Рекомендательное письмо укрепляет мои позиции, и я позволяю себе ходатайствовать за малийцев. Прошу у командира поста разрешения проехать, еще и потому, что вице-губернатор вечером следующего дня будет ждать моего звонка из Овандо, чтобы удостовериться, что все в порядке. Если он не получит от меня известий в установленное время, то, конечно, будет весьма обеспокоен. Мой намекающий монолог сразу подействовал, командир приказывает разрешить нам проезд через границу. И вот мы уже пересекли ее и едем по конголезской территории.
Между тем к нам добавился еще один пассажир, которого усадили в кузове пикапа. В полной темноте, под разрывающую барабанные перепонки музыку, мы едем по пустынным местам с редкой растительностью. Фары виляющего из стороны в сторону автомобиля освещают несуществующую дорогу. Думаю о том, что, если бы не нашел попутку, пришлось бы самостоятельно проехать этим маршрутом. Одна только мысль о том, чтобы оказаться в этом месте ночью, среди враждебной природы, приводит меня в сильнейшее волнение, обостряющее зуд. Несмотря на это, все же ухитряюсь задремать. Зыбкий сон прерывается звуками оглушающей музыки из авторадио, которая врывается в уши и разрушает мозг.
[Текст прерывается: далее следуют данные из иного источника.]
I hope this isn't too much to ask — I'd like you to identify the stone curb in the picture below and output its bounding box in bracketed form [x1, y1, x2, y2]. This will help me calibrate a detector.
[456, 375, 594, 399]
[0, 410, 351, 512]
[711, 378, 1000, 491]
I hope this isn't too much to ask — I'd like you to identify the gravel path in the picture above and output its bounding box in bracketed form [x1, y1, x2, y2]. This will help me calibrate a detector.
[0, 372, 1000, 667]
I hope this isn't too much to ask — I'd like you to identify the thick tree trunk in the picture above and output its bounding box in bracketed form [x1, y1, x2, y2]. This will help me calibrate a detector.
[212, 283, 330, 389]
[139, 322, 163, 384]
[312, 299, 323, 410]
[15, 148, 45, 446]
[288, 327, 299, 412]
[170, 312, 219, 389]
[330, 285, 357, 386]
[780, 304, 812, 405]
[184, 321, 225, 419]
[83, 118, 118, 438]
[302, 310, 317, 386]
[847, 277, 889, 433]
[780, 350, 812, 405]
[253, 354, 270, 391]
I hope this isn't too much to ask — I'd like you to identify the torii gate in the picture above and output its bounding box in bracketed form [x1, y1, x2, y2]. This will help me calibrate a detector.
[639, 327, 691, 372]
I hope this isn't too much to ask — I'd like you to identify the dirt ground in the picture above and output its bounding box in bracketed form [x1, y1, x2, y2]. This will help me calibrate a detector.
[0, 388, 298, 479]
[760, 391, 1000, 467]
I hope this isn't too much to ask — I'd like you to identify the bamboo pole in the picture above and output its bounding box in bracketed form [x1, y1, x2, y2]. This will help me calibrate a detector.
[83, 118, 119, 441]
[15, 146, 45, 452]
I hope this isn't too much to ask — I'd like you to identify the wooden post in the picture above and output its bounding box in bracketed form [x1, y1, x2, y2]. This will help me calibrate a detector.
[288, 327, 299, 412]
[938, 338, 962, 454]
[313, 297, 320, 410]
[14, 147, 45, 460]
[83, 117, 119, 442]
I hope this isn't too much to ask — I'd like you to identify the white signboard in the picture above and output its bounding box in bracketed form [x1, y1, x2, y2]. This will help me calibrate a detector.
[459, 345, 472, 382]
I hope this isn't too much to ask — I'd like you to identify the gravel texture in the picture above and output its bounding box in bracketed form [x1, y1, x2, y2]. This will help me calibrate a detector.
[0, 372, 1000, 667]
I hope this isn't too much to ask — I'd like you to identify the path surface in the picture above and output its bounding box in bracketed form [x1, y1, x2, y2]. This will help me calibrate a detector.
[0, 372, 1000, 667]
Пробуждаюсь от кошмара, когда в два ночи подъезжаем к пограничному пункту Ежуга Республики Конго. Три хижины, несколько пограничников, проверяющих документы при свете электрического фонаря и керосиновой лампы. Документы мои и моих малийцев в полном порядке, а вот у четвертого пассажира, похоже, большие проблемы. У него нет ни паспорта, ни какого-либо другого документа, удостоверяющего личность. Он предъявляет какой-то машинописный листок, настолько потертый, что некоторые строчки можно прочесть лишь с превеликим трудом. Военные его допрашивают, затем заставляют вытряхнуть содержимое двух рюкзаков. Оттуда вываливается кучка жалкого тряпья, она занимает большую часть топчана, на котором лежит и кобура с пистолетом и патронами.
Вид этой одежды, подобранной непонятно где, ситуация, в которую попал незнакомый попутчик, возбуждают во мне чувство тоски, смешанной с жалостью. Даже и пограничники, вообще-то привыкшие сталкиваться с разными сложными ситуациями, ожесточающими самое нежное сердце, кажутся тронутыми до глубины души. Они смотрят на меня и говорят, что хотели бы помочь нелегальному мигранту, но у них нет выбора: должны его задержать. Даже если бы сейчас его отпустили, позволив пройти, на следующем посту, впереди, его неминуемо задержат. И, весьма возможно, тогда и у нас могли бы возникнуть проблемы в связи с тем, что способствовали нелегальной миграции.
Оставляем на милость судьбы нашего неудачливого товарища по путешествию и уезжаем, двигаясь все время на восток. После Окайо поворачиваем на север и на умеренной скорости, среди толчков и подпрыгиваний, подвергающих жестокому испытанию амортизаторы пикапа и мою спину, добираемся до селения Эво. Десять утра, и на улицах полно народу. Пока мои попутчики в полицейском участке для очередной проверки документов, в том числе и моих, я прогуливаюсь по городу в поисках места, где можно поесть, а главное – где купить какую-нибудь мазь для облегчения сводящего с ума зуда. Не раздумывая, покупаю те препараты, что мне посоветовали: впрочем, в моем состоянии я бы принял на веру любое лечение, даже то, что предложил бы какой-нибудь колдун.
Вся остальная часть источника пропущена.